Rising Artist SATICA Explores Her Cultural & Generational Identity In ‘dear april, ily’

R&B, pop, hip-hop

Photo: Alex Oh

LA-based artist SATICA offers a myriad of perspectives when it comes to being part of a young generation wo is navigating through the current political and social turmoil. She’s the daughter of a Cambodian immigrant who fled from the Khmer Rouge genocide and has been using music as a creative outlet for her own identity. Her latest EP dear april, ilyoffers her views on love, family roots, gun violence, and personal growth that feels familiar and novel to us. The opener, “who’s protecting me…? (love isn’t selfish),” taps into the dilemma of letting new people in whereas “Ode To LBC” dissects the heavy-hearted layers of letting someone go. In “Take A Walk,” SATICA decides to quid-pro-quo her ego for happiness whereas in “Son Of A Gun” the gal explores the controversial topic of fun violence. But the highlight of this EP is the final track “Check$” an ode to her mother who decided to risk everything for a better life in America.
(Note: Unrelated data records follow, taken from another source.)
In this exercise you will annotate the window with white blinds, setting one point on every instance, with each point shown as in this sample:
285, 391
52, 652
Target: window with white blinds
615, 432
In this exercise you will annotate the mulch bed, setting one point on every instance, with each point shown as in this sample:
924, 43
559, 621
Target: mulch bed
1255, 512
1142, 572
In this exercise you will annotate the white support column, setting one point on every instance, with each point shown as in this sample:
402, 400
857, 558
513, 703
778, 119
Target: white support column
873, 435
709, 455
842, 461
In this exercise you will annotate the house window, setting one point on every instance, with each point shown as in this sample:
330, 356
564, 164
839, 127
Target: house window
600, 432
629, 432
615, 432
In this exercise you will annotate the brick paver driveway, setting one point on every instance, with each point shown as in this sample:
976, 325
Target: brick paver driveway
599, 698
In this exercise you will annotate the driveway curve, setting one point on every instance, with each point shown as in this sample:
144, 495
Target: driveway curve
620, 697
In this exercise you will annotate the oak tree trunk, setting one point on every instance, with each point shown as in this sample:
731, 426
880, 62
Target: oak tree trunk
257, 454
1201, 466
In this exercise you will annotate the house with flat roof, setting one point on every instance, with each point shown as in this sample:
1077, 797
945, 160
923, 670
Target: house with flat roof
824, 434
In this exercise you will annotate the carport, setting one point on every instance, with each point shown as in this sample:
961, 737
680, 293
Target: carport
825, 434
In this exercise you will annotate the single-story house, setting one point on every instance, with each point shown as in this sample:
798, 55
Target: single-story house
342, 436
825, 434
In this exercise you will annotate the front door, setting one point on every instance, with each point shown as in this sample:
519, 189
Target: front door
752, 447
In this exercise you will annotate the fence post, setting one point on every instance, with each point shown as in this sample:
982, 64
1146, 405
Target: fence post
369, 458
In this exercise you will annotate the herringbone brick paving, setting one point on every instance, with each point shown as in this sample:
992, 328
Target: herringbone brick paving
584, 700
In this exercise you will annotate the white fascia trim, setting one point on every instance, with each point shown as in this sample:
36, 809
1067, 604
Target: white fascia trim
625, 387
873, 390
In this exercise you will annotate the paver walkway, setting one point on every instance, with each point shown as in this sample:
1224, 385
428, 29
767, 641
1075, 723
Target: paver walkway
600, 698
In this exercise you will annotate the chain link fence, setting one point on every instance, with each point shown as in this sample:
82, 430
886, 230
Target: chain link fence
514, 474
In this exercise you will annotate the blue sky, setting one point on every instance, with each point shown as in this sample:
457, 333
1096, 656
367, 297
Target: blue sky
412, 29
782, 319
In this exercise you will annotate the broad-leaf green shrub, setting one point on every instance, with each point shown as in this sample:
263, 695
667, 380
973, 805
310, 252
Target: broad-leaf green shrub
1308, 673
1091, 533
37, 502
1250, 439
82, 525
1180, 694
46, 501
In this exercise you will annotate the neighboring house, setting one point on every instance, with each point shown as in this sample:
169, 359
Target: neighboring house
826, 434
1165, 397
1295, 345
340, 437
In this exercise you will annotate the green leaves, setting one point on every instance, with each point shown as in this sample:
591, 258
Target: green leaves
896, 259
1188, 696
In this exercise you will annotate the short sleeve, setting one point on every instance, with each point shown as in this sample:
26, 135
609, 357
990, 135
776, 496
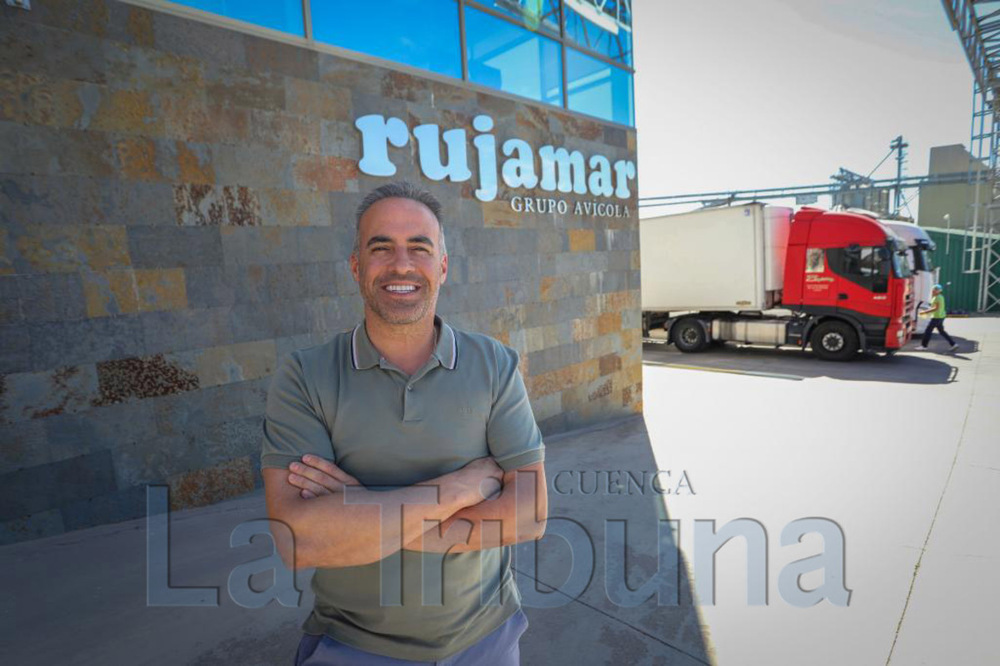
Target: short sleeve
292, 427
512, 435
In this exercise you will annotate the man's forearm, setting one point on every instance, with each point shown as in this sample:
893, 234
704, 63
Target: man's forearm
516, 515
362, 526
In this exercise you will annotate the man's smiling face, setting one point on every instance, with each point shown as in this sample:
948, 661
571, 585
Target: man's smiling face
399, 264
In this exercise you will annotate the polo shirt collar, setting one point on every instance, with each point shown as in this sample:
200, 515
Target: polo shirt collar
365, 356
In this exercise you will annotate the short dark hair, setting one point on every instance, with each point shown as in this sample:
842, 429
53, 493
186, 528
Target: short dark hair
399, 189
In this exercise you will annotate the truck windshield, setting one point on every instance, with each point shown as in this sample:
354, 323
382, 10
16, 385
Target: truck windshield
925, 257
900, 266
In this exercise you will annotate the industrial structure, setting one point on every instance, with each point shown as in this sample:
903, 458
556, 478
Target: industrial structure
976, 268
977, 23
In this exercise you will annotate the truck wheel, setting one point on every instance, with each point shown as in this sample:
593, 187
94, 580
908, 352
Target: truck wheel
689, 336
835, 341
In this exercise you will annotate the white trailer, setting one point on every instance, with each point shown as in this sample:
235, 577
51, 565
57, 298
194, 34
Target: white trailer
719, 275
720, 259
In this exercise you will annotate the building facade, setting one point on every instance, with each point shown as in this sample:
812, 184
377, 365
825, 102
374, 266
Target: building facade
177, 196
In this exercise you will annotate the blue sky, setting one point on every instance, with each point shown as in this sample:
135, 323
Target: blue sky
766, 93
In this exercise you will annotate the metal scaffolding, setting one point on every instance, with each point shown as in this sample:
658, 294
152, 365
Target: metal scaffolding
845, 182
977, 23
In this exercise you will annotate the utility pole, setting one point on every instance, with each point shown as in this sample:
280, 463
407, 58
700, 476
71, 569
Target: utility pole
900, 148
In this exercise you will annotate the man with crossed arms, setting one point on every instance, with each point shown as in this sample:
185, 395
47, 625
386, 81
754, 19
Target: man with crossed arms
379, 449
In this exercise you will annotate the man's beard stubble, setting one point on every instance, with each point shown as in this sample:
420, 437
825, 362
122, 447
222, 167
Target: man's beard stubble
398, 314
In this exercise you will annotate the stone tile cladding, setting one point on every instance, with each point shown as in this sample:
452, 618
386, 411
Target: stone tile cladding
177, 209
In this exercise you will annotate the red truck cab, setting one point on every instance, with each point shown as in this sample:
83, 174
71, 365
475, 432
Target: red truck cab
846, 267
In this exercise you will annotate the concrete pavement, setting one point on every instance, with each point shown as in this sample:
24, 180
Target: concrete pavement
89, 588
900, 453
903, 453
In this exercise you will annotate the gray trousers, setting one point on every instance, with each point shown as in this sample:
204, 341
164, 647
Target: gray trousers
499, 648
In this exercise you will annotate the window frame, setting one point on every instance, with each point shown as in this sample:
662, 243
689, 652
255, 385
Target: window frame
307, 41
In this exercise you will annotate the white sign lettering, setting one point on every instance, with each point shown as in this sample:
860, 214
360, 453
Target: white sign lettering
561, 170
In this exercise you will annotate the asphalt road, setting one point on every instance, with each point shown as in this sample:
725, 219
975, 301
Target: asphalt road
902, 454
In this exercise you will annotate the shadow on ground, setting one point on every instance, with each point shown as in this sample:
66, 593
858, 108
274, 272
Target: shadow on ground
910, 366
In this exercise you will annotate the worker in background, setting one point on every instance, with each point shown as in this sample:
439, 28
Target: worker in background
937, 312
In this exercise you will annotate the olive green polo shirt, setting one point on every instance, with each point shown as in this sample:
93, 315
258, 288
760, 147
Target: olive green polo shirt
343, 401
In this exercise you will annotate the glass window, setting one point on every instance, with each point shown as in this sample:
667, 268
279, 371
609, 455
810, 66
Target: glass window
512, 59
284, 15
604, 27
536, 14
814, 260
421, 33
598, 89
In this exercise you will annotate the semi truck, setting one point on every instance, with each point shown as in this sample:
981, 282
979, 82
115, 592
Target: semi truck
920, 251
835, 281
SATICA does not offer the filtered American Dream that we are used to – instead, the gal taps into issues of PTSD, mental illness and the emotional battles that her parents still had to face in a new country. Stream below:

Dear april, ilyis an insight on my perspective on love, where I’m from, my upbringing, as well as issues in our current events.  Every single song on this EP came from the heart and came to life with no other motive other than the need to express,” shared SATICA.

Co-produced with Mike Derenzo, Donyea G, Jordan Blackmon, and Moving Castle co-founder AObeats, dear april, ilyis SATICA’s second EP and is out now via Moving Castle. The title of the EP was largely influenced by her childhood nickname April (from Teenage Mutant Ninja Turtles), which her brother gave it to her. Shoutout to her bro.